US Rights Group Sues CIA Over Abduction of German
December 6, 2005US Secretary of State Condoleezza Rice admitted during talks with German Chancellor Angela Merkel in Berlin on Tuesday that the United States had made a mistake in the case of Khaled el-Masri, Merkel said.
Masri, a Lebanese-born German, alleges he was wrongfully abducted as a terrorism suspect in Europe and sent to Afghanistan for interrogation.
The landmark lawsuit filed by the American Civil Liberties Union (ACLU) is the first to challenge the Central Intelligence Agency over its handling of "war on terror" secret detainees.
It charges that the CIA violated US and universal human rights laws when it authorized agents to abduct Masri and hold him for five months in Afghanistan in what turned out to be a case of mistaken identity.
The ACLU said that Masri, 42, had flown to the United States on Saturday for the case but was stopped at Atlanta airport and put on a plane back to Germany.
The lawsuit was filed in the US District Court in Washington as the US secretary of state held talks in Berlin with the German chancellor.
Pressure on Merkel
Merkel's government has come under intense pressure to explain whether German authorities had helped the CIA cover up Masri's case.
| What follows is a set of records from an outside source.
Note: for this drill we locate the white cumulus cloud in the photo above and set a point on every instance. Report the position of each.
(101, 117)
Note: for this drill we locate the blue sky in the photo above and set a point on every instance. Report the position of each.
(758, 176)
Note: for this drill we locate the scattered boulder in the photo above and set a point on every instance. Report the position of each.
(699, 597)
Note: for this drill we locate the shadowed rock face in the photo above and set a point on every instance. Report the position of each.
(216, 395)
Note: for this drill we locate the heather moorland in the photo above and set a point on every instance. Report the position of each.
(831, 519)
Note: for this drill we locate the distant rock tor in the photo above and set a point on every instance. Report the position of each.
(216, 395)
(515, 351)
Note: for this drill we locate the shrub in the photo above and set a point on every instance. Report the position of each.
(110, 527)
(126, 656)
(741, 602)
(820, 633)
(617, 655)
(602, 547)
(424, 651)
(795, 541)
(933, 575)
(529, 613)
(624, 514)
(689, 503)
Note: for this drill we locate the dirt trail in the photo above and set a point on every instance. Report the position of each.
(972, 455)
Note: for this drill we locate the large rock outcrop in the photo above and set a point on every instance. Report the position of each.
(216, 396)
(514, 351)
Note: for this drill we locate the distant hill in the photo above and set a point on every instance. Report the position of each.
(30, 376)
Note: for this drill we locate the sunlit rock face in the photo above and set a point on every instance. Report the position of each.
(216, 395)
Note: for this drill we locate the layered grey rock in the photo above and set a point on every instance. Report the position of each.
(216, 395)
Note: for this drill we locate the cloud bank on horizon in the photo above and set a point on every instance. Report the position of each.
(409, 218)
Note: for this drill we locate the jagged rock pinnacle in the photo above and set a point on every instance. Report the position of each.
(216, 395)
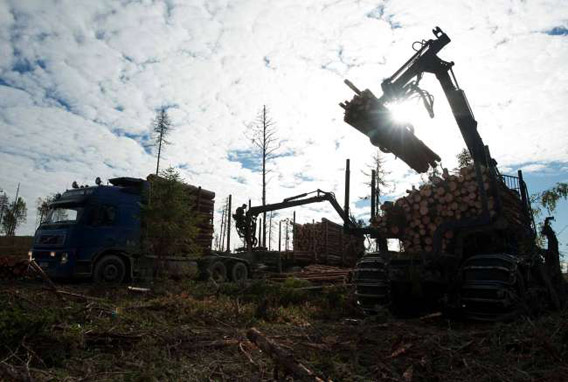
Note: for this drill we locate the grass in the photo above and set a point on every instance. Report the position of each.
(176, 333)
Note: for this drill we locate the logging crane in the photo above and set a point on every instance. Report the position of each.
(245, 222)
(492, 268)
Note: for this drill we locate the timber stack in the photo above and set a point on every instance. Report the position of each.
(415, 218)
(317, 274)
(203, 204)
(326, 243)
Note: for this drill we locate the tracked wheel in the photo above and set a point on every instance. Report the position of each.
(493, 288)
(372, 282)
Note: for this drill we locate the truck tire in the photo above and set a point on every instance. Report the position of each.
(239, 272)
(110, 269)
(218, 272)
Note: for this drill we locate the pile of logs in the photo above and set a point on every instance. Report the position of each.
(317, 274)
(415, 217)
(326, 243)
(203, 205)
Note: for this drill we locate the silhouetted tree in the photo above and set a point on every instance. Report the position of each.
(262, 133)
(3, 203)
(381, 177)
(42, 207)
(14, 216)
(161, 127)
(169, 218)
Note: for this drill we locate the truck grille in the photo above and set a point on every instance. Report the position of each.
(50, 240)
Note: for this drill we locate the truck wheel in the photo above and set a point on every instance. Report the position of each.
(110, 270)
(218, 272)
(239, 272)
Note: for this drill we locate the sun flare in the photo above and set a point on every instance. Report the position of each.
(405, 111)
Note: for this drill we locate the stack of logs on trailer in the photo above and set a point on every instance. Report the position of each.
(203, 205)
(326, 243)
(415, 217)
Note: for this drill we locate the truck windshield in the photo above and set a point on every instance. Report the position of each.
(63, 215)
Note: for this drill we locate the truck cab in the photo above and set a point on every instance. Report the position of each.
(92, 231)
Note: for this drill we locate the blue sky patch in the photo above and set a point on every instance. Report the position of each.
(247, 158)
(557, 31)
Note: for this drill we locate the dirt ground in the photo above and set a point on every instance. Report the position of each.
(196, 331)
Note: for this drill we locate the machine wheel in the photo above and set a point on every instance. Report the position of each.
(110, 269)
(239, 272)
(493, 289)
(372, 283)
(218, 271)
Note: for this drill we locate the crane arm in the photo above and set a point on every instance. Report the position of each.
(246, 222)
(374, 119)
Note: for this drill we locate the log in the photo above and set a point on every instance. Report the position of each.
(283, 357)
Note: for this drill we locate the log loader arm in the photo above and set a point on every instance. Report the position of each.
(371, 116)
(246, 222)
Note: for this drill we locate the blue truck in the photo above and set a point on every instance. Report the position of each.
(97, 232)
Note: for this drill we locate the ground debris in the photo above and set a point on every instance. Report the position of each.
(183, 332)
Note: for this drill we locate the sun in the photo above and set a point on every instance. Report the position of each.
(405, 111)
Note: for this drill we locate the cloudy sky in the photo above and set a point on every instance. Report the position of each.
(80, 82)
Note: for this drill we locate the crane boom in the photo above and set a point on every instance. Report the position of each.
(246, 222)
(374, 119)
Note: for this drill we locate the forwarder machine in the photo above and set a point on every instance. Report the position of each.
(494, 269)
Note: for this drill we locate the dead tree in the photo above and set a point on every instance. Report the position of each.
(262, 133)
(377, 167)
(161, 127)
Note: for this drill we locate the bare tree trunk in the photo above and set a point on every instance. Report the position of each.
(159, 152)
(264, 120)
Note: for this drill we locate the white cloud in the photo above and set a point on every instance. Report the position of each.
(81, 82)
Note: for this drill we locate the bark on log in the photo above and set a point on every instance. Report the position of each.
(282, 356)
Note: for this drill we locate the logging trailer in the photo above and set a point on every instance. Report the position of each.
(253, 257)
(480, 262)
The chancellor said Rice had admitted during their meeting that the United States had made a mistake in Masri's case.
"We talked about this one case which, of course, was accepted as a mistake by the US administration," Merkel told reporters. "I'm glad that Rice told me that mistakes would be corrected."
There has been widespread condemnation in Europe of reports of secret CIA prisons, known as "black sites," used to interrogate and allegedly torture terror suspects after the Sept. 11, 2001 attacks on the United States.
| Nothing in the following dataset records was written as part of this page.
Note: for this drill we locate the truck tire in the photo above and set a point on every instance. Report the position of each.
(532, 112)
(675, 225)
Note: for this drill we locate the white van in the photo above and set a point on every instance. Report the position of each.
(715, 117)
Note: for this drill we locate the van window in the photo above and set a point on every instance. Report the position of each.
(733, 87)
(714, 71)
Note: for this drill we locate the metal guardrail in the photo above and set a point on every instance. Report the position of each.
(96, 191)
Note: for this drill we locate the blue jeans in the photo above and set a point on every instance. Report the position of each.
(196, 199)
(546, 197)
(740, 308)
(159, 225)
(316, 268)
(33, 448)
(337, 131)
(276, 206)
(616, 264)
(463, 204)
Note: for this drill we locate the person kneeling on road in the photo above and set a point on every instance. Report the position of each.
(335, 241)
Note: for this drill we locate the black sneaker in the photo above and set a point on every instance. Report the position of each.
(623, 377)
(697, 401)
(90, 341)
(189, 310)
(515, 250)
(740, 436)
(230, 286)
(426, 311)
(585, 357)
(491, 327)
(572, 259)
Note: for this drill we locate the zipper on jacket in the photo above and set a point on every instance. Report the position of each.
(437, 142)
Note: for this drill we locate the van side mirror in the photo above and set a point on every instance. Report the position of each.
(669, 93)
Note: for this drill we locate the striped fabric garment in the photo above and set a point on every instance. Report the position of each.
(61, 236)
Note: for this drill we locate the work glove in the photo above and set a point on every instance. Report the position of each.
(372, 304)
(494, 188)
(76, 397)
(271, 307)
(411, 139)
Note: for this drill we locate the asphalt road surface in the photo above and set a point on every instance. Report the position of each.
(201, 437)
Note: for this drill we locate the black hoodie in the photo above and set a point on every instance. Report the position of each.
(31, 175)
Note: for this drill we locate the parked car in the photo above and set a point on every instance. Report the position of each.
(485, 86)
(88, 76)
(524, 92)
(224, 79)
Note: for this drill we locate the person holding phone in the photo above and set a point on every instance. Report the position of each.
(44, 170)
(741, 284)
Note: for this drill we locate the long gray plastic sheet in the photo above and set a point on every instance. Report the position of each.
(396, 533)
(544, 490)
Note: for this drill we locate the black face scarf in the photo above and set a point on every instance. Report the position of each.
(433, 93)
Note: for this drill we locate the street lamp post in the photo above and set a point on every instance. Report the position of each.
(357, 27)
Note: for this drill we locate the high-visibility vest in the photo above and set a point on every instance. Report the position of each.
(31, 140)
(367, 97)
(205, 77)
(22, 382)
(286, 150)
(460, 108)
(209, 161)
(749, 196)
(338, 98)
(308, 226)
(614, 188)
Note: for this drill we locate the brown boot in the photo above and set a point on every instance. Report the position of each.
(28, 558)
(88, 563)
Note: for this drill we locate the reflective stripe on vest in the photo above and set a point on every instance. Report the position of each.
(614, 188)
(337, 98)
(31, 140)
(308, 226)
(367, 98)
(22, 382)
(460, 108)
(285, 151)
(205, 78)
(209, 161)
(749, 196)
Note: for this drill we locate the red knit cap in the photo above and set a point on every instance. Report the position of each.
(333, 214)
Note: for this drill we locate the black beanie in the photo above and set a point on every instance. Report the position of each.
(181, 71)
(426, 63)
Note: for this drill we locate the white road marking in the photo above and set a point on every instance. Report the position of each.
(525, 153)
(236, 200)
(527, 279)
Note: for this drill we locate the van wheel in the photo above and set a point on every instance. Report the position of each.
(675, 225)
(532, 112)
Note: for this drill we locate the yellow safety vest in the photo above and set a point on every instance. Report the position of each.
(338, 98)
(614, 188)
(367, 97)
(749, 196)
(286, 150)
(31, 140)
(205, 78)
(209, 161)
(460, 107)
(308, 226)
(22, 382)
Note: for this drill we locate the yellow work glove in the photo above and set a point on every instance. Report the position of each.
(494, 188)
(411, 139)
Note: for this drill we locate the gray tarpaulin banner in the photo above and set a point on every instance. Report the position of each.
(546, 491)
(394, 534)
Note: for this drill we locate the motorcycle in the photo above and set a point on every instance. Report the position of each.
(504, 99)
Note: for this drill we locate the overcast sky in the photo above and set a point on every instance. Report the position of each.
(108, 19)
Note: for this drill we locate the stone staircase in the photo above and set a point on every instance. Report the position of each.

The agency also allegedly used airports across Europe to transport the suspects.
US officials have consistently refused to confirm the existence of the covert prisons or flights while defending the US right to adopt tough anti-terrorism tactics.
Detained and drugged
Masri, an unemployed car salesman, told a press conference via satellite link he was detained on Dec. 31, 2003 as he was heading on a bus to Macedonia for a holiday following a dispute with his wife.
He alleged that when the bus reached the Serbia-Macedonia border, guards confiscated his passport and detained him on suspicion he was linked to the al Qaeda terror network.
Masri said he was drugged before being put on a plane to Afghanistan where he was held at a secret CIA prison and interrogated for several months. He said he was held incommunicado long after his innocence was established.
He was flown to Albania in May 2004 and released without being charged.
"Extraordinary rendition"
The ACLU said Masri's abduction and treatment was the direct result of a CIA policy known as "extraordinary rendition," which allows the agency to arrest terrorism suspects and transfer them to other countries for interrogation without going through formal extradition proceedings.
"Kidnapping a foreign national for the purpose of detaining and interrogating him outside the law is contrary to American values," said Anthony Romero, executive director of the ACLU. "Our government has acted as if it is above the law," he said, adding that there was a "climate of impunity" in the practices of the US administration.
The suit names former CIA director George Tenet and three companies that owned and operated the airlines used to transport Masri.
Masri seeks damages but Romero said the former detainee wanted most of all a "simple acknowledgement" of the wrong done against him and an apology.
Rice on Monday struck a defiant tone before heading on a four-nation European tour, stressing that the US did not engage in torture and defending the right to transfer prisoners around the world for interrogation.
Masri was reportedly arrested in a case of mistaken identity as after September 11, the CIA had listed a Khaled el-Masri as a suspect with ties to Osama bin Laden. That Masri is believed to still be at large.